1 In People v. Peoples (1979), 71 Ill. App.3d 842, 390 N.E.2d 554, we held that a defendant has no constitutional right to elect between the old and new sentencing laws and that a trial court is neither constitutionally nor statutorily required to advise a defendant of the specific sentences it would impose under the alternative sentencing laws. (See also People v. Wilfong (1979), 72 Ill. App.3d 268, 390 N.E.2d 934; People v. Hunt (1979), 73 Ill. App.3d 1034, 392 N.E.2d 793.) Peoples is dispositive of defendant's constitutional claims in this case and no further discussion of them is required.

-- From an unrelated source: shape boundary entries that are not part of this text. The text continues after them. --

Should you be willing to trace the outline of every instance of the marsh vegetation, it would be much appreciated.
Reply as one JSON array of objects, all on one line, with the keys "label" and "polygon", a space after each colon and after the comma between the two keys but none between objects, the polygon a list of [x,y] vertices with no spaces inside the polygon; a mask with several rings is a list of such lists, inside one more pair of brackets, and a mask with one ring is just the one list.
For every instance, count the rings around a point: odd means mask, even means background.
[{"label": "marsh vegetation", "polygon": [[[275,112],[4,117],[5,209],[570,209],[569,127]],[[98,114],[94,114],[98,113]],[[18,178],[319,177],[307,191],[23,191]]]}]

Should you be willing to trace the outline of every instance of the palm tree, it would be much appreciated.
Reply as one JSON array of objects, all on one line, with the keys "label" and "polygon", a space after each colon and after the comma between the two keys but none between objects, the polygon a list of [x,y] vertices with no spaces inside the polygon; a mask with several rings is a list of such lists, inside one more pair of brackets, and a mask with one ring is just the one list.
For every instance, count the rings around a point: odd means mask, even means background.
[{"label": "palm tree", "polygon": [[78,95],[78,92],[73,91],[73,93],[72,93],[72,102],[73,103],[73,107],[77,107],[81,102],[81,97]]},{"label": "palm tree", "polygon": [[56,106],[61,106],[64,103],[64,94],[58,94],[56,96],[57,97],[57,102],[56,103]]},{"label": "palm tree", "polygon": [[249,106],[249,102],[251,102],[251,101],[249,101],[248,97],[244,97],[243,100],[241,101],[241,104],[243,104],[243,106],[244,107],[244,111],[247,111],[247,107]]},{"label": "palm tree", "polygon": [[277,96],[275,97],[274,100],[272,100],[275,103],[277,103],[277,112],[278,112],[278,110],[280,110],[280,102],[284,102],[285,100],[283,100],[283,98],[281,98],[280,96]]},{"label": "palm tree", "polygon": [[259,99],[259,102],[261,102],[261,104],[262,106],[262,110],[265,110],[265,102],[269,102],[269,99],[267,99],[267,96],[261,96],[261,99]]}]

However, in the case at bar, we must also consider whether a trial court is statutorily required under section 8-2-4(b), to advise a defendant, at the time of his election, of the mandatory supervised release term applicable under the new sentencing law. In Peoples, we did not reach the question of whether the trial court is statutorily required to explain to a defendant the differences between the sentencing laws, for *333 we concluded that the court in that case had fully informed the defendant of the differences in and the consequences which would follow from an election under either law. The Fourth District Appellate Court did consider the issue, however, and ruled unequivocally:
"* * * there is no requirement statutory, decisional, or by rule that the election be knowing and intelligent, nor that such election constitutes a waiver of a constitutional right, nor that the sentencing judge must explain the variances between the alternative acts, nor that the trial court admonish him as to what will or might be his best or most advantageous choice, nor that the trial judge must tell him in advance of election what the sentence will be under each act." People v. Dozier (1979), 67 Ill. App.3d 611, 385 N.E.2d 155, 158. Accord, People v. Crutcher (1979), 72 Ill. App.3d 239, 390 N.E.2d 571.
2 We believe the decision in Dozier is correct. Although it may be advisable for a trial court to inform a defendant of the differences between the alternative sentencing laws (Peoples), nothing in section 8-2-4(b) requires a court to do so. The primary obligation for advising a defendant of the differences between the laws rests with defendant's trial counsel. (Peoples.) In the case at bar, defendant said he had discussed the alternative laws with his counsel and that he understood the differences between them. He personally advised the court that he wished to be sentenced under the new law. Defendant does not contend that he was inadequately counseled by his attorney, nor is there anything in the record to indicate he misunderstood the consequences of his decision to be sentenced under the new law. (See People v. Menke (1979), 74 Ill. App.3d 220, 390 N.E.2d 441; People v. Crutcher (1979), 72 Ill. App.3d 239, 390 N.E.2d 571.) We find no error in the trial court's failure to advise defendant of the mandatory supervised release provisions of the new sentencing act.
For the foregoing reasons, the judgment of the Circuit Court of Peoria County is affirmed.
Affirmed.
STOUDER, P.J., and BARRY, J., concur.